The ethical hurdles are also there with human embryonic stem cells, adds Prof Clynes. “It comes fundamentally to the question: is anything that is technologically possible acceptable if it cures a disease – and I’d say not,” he says.
“Maybe some people object to the destruction of embryos from a religious point of view but I object to it from a basic scientific point of view – to me, the scientific evidence is that the early embryo is a human individual and therefore to destroy that is the same as to destroy anybody else. That is not acceptable – for me you are crossing a very fundamental ethical barrier there, however interesting or useful the cells might be.”
He expects to see progress in the area of stem cells, but cautions it will probably not be quick.
“We will learn a little bit more about development, we will be able to do things better,” he says. “I’d be surprised to see the changes that were promised with the embryonic stem cells, that suddenly there will be a cure for Parkinson’s overnight. I think it’s going to be slow steady progress.”
Business as usual, despite ruling
IN OCTOBER 2011, the European Court of Justice ruled to ban patents on procedures that involve the destruction of human embryos at any stage.
Numerous scientists expressed their horror at the ruling, which arose from a case involving Greenpeace and German neuroscientist Oliver Brüstle.
The press quoted Brüstle describing it as “an unbelievable setback for biomedical stem cell research”.
But Chris Mason, professor of regenerative medicine bioprocessing at University College London, reckons that the ruling is not such a disaster.

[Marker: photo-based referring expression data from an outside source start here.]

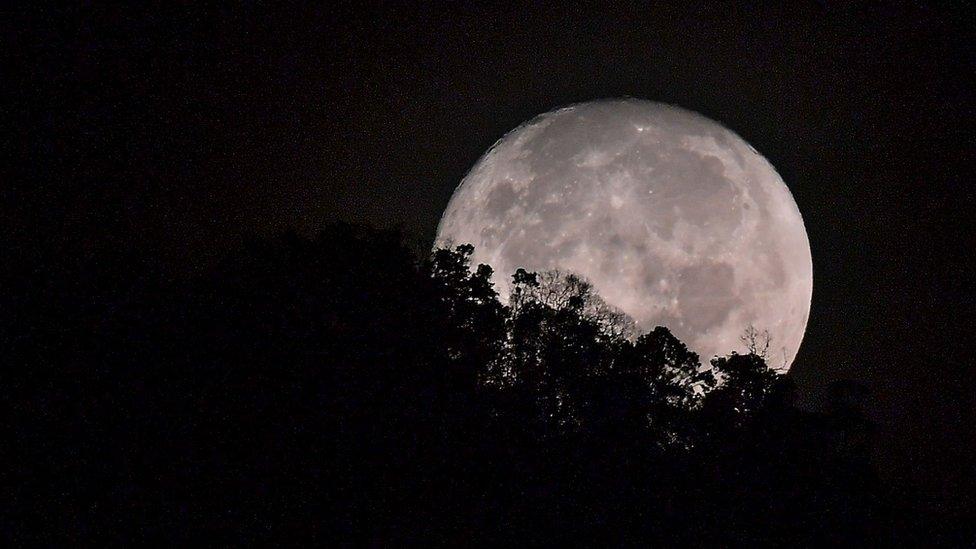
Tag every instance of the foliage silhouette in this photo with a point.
(337, 389)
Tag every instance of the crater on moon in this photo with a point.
(675, 220)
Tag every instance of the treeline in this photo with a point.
(340, 389)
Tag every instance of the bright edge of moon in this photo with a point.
(673, 218)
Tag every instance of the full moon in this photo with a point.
(673, 218)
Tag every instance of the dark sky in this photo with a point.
(177, 129)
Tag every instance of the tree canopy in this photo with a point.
(337, 388)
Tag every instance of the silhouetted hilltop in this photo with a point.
(339, 389)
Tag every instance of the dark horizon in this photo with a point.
(173, 133)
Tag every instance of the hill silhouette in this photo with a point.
(341, 390)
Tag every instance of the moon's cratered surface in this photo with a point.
(675, 220)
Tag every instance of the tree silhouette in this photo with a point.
(337, 389)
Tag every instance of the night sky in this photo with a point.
(177, 130)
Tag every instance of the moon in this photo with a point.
(673, 218)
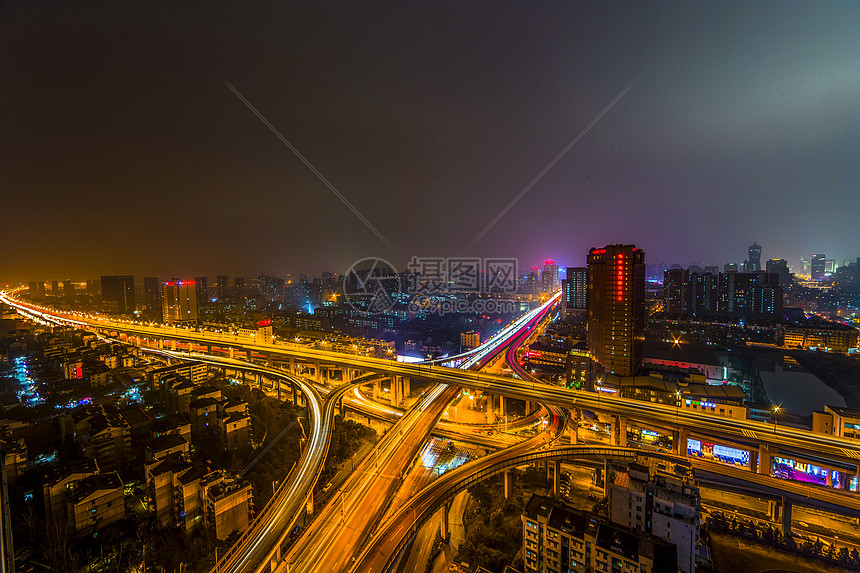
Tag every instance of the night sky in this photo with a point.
(123, 150)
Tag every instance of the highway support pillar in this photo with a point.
(275, 560)
(573, 431)
(786, 518)
(573, 426)
(773, 512)
(679, 441)
(764, 459)
(445, 508)
(619, 431)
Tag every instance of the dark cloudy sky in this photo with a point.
(123, 151)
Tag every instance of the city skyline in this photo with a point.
(431, 120)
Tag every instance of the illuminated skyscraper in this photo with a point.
(616, 307)
(118, 294)
(817, 266)
(754, 261)
(179, 302)
(676, 291)
(202, 290)
(574, 291)
(780, 267)
(549, 277)
(152, 293)
(239, 285)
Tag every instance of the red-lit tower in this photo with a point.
(616, 308)
(179, 302)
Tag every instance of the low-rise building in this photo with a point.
(57, 487)
(837, 421)
(557, 537)
(14, 459)
(831, 337)
(96, 503)
(661, 500)
(166, 445)
(229, 507)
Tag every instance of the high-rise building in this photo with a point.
(202, 290)
(239, 287)
(549, 276)
(118, 294)
(272, 288)
(663, 502)
(704, 295)
(779, 267)
(152, 293)
(750, 294)
(179, 302)
(574, 291)
(754, 260)
(222, 288)
(616, 307)
(676, 291)
(817, 266)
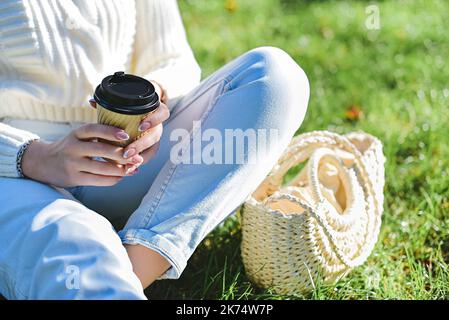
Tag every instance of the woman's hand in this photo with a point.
(68, 162)
(151, 127)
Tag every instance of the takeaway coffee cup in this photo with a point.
(124, 100)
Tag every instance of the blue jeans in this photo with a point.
(60, 245)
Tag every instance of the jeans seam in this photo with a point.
(134, 237)
(12, 283)
(146, 220)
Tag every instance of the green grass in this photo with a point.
(398, 77)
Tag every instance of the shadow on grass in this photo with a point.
(215, 270)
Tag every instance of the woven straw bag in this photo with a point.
(322, 224)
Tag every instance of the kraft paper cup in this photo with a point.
(129, 123)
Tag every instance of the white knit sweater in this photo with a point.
(53, 53)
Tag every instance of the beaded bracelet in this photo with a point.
(20, 154)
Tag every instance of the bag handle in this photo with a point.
(314, 212)
(305, 146)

A clinician and scientist who sits on scientific advisory boards for a number of companies, he is interested in the clinical translation, manufacturing and commercialisation of stem cells.
“This ruling stops you patenting the starting material, in this case the embryonic stem cells that you could then go on to make therapies from,” explains Mason.
That in itself is not a problem, he argues. “Many industries are based on materials which are not patentable; Coca Cola uses sugar as the basic material. Then make your money by the process of manufacturing – in our case making therapies and the associated equipment and infrastructures.”
While some scientists were initially vocal in their opposition to the ruling, that was a “knee-jerk reaction” according to Prof Mason.
“It doesn’t impact on the research in any way. Period,” he says, noting that companies were publicly quiet on the matter.
“This is a global market and if you are developing a therapy in the UK it would be nice to have an EU patent but you will certainly have a Japanese, a US and ‘everywhere else’ patent.
“It’s really one big global market, that is what we are looking to capture. So the fact that you can’t patent in Europe is neither here nor there. It’s business as usual.”